Later, in Germany, the Socialist Federation (Sozialistische Bund) was founded by a group of anarchists around Gustav Landauer. From 1908 until 1915, the organization proposed the foundation of cooperative communities and gathered funds to support them. However, concrete attempts to start communes came to nothing, as either funds were insufficient or land was not available. After the First World War, a number of communities were started in Germany which were based on anarcho-communist principles. (See: Freie Erde and FAUD communities). Communitarian anarchists were also present in other egalitarian communities of the period, such as Barkenhoff. (See also: Post WW1 German communities)
In modern day Germany, the core principles of the Kommuja Network of Political Communes are largely libertarian socialist. While few of the communes would describe themselves as explicitly communitarian anarchist communities there are many communitarian anarchists within the member communes. One commune which is clearly anarchist is the Kommune Lutter group.
Communitarian anarchist projects come up against a number of problems, many of which are common to other intentional communities. There may be direct state repression of their communities, as in post WW1 Germany. Survival of self-managed cooperative enterprises which are based on the satisfaction of needs rather than on the profit motive is often difficult under capitalist conditions. Internally, the social and working relationships have been changed, but the cooperative community continues to exist in the hierarchical and competitive system which surrounds it. A further problem for communitarian anarchist projects, already identified by Landauer in “Die Siedlung – The Settlement” is “property-less-ness” (die Besitzlosigkeit) – a lack of land and buildings (or enough money to buy these resources). These external problems can heighten problems with the internal group dynamics of the project, as in the Cecilia Colony.

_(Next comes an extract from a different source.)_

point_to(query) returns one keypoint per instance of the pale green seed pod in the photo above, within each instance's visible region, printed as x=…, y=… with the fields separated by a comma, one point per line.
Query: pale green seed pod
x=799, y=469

Just as communitarian anarchist communes face the problems cited above (and other problems too), the movement also has a number of unanswered questions facing it. There is no clear answer to the question of the ideal size of an anarchist community. Is small beautiful? (As Colin Ward put it, ‘in small face-to-face groups, the bureaucratising and hierarchical tendencies inherent in organisations have least opportunity to develop’). What is the minimum size for an autarchic community that can largely satisfy its own needs? What are the best forms of decision making within the cooperatives and communes? And how can anarchist intentional communities relate to or take control of large industrial processes? Must communitarian anarchism be, in some way, a part of anarcho-sydicalism? (Study of collectives in the Spanish Revolution may give some clues to what could be possible). And can an anarchist commune have much influence on the wider society or on other currents of anarchism? How can communitarian anarchists coordinate with other forms of anarchist organisation?